The look on Major’s face was priceless. She couldn’t have surprised him more if she’d used her vagina to open it. Like she’d grown a third arm or something.

“I learned it where anyone learns it,” she answered, giving the punch line a long time to marinade. “The kitchen table.”

“What?”

“Don’t worry about it. Just one more second, and… there we go.”

It only took a handful of attempts before the wrench turned. She left the keyhole in the ‘open’ position and slid it back across the seat. Major looked at it.

“Aren’t you going to open it?”

“Once my vision stops swimming, then I’ll open it.” She let out a long sigh.

“I’m going to go to bed, then.”

“You do that.” She knew he wouldn’t. He was as curious as she was, no matter how tired he might have been. It was eating at him. Eating at both of them. “It’s just a bunch of letters.”
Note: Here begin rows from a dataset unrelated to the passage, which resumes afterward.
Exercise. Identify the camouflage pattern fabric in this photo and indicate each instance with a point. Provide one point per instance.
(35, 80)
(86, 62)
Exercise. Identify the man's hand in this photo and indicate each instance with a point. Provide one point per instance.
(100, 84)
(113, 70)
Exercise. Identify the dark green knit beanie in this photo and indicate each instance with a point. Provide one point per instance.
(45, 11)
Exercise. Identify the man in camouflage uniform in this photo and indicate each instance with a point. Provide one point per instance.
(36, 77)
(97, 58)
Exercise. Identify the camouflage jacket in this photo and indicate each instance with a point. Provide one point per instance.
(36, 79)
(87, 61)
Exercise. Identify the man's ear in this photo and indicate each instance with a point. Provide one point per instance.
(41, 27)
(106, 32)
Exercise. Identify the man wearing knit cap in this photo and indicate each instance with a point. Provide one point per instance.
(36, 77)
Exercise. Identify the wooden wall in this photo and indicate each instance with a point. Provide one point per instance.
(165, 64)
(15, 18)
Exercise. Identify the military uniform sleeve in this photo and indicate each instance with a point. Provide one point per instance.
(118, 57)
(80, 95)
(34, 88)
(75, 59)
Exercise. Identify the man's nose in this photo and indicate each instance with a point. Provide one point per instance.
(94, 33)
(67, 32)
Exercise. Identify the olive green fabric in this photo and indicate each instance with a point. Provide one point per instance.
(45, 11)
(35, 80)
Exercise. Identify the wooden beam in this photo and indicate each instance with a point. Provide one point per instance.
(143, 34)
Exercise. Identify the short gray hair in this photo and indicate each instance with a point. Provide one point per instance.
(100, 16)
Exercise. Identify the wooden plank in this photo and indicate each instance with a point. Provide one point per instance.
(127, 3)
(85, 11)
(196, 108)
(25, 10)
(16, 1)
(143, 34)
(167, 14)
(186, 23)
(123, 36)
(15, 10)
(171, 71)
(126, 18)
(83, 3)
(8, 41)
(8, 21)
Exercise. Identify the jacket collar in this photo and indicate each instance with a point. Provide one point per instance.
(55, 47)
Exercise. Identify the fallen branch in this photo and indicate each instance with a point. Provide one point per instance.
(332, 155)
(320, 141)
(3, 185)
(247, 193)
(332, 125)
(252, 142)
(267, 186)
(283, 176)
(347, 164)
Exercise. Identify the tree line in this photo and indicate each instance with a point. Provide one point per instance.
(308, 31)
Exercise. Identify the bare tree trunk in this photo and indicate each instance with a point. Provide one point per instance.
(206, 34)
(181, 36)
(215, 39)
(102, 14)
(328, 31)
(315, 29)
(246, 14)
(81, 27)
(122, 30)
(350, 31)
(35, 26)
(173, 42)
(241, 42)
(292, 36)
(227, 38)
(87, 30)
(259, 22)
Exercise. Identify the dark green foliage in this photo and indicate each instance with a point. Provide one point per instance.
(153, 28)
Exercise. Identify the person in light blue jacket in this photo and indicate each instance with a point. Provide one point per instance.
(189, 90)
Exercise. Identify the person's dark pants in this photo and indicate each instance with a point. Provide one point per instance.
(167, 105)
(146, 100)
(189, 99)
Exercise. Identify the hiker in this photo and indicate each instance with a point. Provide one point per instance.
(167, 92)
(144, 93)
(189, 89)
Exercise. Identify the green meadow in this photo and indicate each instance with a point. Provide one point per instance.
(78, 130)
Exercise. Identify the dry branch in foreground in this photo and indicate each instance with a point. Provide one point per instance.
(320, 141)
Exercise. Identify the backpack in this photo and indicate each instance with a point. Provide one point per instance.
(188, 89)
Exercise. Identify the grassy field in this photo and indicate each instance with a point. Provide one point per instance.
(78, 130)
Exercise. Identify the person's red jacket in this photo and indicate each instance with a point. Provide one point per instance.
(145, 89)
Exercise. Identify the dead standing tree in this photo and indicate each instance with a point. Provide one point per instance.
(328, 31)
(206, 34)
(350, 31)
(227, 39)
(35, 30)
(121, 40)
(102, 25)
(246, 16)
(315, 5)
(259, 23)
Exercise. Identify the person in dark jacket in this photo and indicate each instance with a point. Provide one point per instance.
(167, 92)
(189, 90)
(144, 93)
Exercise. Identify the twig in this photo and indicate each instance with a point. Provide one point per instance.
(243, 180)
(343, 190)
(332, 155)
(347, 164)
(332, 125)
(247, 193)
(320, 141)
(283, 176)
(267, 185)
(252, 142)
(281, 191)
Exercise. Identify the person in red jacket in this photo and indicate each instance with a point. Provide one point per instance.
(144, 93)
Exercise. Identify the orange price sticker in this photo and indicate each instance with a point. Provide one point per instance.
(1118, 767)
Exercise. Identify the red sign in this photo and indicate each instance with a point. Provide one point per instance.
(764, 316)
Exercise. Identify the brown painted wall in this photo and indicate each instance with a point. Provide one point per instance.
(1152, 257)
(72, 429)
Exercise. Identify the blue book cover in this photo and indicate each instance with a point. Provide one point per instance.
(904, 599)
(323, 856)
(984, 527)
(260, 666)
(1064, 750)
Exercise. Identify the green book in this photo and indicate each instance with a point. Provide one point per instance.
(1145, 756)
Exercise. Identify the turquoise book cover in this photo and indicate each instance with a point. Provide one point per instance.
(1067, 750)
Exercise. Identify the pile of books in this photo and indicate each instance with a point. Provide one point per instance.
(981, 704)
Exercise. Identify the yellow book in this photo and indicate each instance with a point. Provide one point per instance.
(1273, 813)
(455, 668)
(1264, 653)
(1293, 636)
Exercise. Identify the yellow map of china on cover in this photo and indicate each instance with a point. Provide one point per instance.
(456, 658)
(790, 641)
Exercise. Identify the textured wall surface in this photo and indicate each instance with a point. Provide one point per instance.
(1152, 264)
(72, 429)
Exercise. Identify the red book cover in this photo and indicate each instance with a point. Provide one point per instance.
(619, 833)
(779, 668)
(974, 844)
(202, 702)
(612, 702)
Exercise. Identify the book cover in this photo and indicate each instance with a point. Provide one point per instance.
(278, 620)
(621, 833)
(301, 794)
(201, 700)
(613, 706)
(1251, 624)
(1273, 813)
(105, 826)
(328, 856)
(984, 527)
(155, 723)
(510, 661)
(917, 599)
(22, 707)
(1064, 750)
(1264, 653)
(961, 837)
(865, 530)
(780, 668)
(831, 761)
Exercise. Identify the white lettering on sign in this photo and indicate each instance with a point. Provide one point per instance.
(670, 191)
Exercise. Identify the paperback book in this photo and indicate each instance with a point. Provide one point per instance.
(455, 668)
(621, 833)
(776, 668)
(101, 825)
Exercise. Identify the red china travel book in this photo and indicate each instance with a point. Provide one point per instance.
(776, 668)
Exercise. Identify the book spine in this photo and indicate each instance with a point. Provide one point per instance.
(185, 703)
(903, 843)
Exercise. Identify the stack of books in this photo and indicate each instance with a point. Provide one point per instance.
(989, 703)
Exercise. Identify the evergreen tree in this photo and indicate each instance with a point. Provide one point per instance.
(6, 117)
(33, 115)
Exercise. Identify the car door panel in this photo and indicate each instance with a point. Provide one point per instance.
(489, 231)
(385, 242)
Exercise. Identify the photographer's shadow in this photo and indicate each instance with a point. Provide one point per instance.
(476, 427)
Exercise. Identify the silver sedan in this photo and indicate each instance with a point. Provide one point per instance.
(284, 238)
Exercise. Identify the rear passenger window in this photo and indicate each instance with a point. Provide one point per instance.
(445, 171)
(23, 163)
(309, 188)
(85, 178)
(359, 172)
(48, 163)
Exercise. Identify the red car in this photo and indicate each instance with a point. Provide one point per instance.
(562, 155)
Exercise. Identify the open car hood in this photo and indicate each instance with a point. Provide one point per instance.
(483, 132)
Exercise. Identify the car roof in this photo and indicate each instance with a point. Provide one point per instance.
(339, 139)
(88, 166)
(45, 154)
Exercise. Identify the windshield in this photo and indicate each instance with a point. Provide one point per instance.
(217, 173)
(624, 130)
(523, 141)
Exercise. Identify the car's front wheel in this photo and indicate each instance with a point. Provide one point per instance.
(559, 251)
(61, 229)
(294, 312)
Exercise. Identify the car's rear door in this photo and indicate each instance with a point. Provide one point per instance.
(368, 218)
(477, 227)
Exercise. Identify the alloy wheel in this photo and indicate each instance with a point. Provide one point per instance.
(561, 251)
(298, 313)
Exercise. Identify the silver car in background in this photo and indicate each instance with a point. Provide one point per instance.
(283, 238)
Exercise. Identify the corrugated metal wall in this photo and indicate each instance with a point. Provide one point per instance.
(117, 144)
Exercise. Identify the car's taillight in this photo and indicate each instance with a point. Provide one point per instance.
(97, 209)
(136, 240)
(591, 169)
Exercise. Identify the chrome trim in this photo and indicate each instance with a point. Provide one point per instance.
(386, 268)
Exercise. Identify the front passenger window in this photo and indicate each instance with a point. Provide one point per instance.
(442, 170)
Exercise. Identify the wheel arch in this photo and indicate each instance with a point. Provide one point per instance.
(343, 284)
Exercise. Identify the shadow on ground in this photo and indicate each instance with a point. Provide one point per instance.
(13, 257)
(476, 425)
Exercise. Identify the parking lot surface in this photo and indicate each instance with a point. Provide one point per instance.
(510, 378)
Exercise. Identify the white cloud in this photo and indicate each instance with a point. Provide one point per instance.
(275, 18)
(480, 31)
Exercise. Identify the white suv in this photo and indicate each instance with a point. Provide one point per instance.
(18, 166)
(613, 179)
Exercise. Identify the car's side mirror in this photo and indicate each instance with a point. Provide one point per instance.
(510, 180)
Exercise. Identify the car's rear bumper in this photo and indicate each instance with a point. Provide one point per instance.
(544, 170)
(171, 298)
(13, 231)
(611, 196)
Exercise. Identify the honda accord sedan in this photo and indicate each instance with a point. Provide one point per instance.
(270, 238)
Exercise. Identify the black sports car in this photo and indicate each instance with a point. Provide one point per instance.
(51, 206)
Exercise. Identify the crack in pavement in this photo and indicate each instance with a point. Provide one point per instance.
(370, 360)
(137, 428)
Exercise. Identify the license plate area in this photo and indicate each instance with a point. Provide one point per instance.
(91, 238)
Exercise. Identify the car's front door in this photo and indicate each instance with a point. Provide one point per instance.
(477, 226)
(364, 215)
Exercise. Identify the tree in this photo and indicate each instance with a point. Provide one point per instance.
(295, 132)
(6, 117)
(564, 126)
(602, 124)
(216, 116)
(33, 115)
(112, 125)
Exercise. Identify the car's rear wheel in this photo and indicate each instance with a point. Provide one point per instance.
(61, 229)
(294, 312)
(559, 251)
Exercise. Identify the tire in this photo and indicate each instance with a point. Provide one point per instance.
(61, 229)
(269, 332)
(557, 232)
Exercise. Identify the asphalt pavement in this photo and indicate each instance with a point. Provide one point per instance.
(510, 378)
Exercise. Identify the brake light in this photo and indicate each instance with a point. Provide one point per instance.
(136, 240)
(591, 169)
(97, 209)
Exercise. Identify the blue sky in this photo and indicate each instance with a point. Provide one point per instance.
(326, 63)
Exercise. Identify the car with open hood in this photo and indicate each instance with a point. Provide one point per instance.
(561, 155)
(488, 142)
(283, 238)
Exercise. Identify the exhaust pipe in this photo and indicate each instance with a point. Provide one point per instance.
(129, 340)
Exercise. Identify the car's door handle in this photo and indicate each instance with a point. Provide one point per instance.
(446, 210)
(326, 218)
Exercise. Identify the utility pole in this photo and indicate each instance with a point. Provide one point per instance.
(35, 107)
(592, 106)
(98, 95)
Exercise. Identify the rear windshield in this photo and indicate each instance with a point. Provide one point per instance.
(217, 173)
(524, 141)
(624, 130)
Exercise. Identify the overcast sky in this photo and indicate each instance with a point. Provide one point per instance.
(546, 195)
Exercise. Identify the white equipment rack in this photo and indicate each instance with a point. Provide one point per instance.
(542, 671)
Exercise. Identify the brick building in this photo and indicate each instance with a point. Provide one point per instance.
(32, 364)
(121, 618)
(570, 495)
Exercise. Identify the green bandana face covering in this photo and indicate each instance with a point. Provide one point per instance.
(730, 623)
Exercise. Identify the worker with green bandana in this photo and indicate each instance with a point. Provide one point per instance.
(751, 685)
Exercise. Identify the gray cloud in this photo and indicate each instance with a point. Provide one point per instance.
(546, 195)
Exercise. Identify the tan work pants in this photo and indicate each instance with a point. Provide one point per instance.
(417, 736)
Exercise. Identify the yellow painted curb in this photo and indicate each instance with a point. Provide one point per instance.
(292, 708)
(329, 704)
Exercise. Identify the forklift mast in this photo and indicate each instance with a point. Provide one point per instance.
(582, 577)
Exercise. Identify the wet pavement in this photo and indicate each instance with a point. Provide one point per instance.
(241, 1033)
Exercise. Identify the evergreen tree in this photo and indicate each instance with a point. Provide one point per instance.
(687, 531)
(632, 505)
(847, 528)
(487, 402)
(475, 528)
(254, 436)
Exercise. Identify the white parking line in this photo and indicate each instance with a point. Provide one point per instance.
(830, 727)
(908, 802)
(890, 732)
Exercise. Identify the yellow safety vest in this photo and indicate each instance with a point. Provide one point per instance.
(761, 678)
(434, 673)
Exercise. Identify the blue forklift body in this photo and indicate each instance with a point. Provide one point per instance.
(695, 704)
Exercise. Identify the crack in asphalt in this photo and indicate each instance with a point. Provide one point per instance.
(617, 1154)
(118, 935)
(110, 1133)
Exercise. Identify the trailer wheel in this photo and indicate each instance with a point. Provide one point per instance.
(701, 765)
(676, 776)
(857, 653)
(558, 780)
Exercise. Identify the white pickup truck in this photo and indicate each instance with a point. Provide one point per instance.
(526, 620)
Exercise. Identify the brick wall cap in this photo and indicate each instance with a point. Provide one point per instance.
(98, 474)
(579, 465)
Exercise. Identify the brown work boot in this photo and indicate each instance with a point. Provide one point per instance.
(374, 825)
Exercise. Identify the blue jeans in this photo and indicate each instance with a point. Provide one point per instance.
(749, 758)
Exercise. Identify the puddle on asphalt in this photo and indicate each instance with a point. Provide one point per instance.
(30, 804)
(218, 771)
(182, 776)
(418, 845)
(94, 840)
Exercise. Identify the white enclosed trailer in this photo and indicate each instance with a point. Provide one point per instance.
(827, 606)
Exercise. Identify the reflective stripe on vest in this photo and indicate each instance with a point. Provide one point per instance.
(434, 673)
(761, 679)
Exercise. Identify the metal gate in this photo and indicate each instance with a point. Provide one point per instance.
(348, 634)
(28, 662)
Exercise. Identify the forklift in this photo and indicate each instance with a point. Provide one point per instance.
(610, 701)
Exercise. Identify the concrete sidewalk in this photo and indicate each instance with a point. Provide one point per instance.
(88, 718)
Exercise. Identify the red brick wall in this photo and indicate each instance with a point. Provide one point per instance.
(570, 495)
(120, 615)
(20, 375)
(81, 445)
“I told you that much, at least. You’re the one who was so curious about it, why don’t you give them a read?”

“Who sends physical letters these days?” She let out a sigh and started scanning through the papers. They were hand-written, and the person who was writing them was far from a great penman. She wasn’t sure whether that made it cute or humiliating. Perhaps both.

“Are we really judging the personal habits of a guy whose grave we just robbed?”

“Point taken.” She let out a breath and set the first sheet down. “This letter is to a woman. They’re all addressed to the same woman, actually: Ruth. Signed… ‘T.’ That’s helpful.”

“Extremely helpful, yeah.” Major gently tapped a thick finger in the middle of the page. “Usually the interesting parts of a letter come between the salutation and the signature, though, so don’t get disheartened too soon.”

“It’s a bunch of sappy stuff. Very sweet, but nothing that explains why—”

She stopped so suddenly that Major looked at her like he’d been slapped.

“What?”

“I think I figured out why we just dug up this guy’s grave,” she said.

“Is that right?” He leaned over. She pointed at the passage.

“Listen to this. I don’t know who I’m supposed to report this behavior to. The Commissioner is one of the people who I’m trying to report on, for Christ’s sake! That doesn’t sound like a good time.”

“I don’t know all the details, but according to Leo, there is some stuff going on in the Police precinct, and those letters detail at least some of it.” Major let out a breath. This was the final confirmation that the information that they’d gotten had been at least halfway right. That the work they’d done for the past six hours hadn’t been a fantastic waste of time.

“How delightfully vague,” Daphne mused. Her eyes kept scanning, even when it took six passes to get the sentences down.

“I mean, the only way that the entire situation could get more mysterious would be if he gave us a treasure map to find him first, so yeah. I’d say vague is the order of business.”

“Can we go inside now? I just want to sleep for a month.” As the words came out of Daphne’s mouth she realized just how true they were. She had gone through reserves that she didn’t even know she had, and now she was running on emergency power. That couldn’t last a whole lot longer.

Major pushed the car door open and let out a breath. “That sounds perfect to me right now.”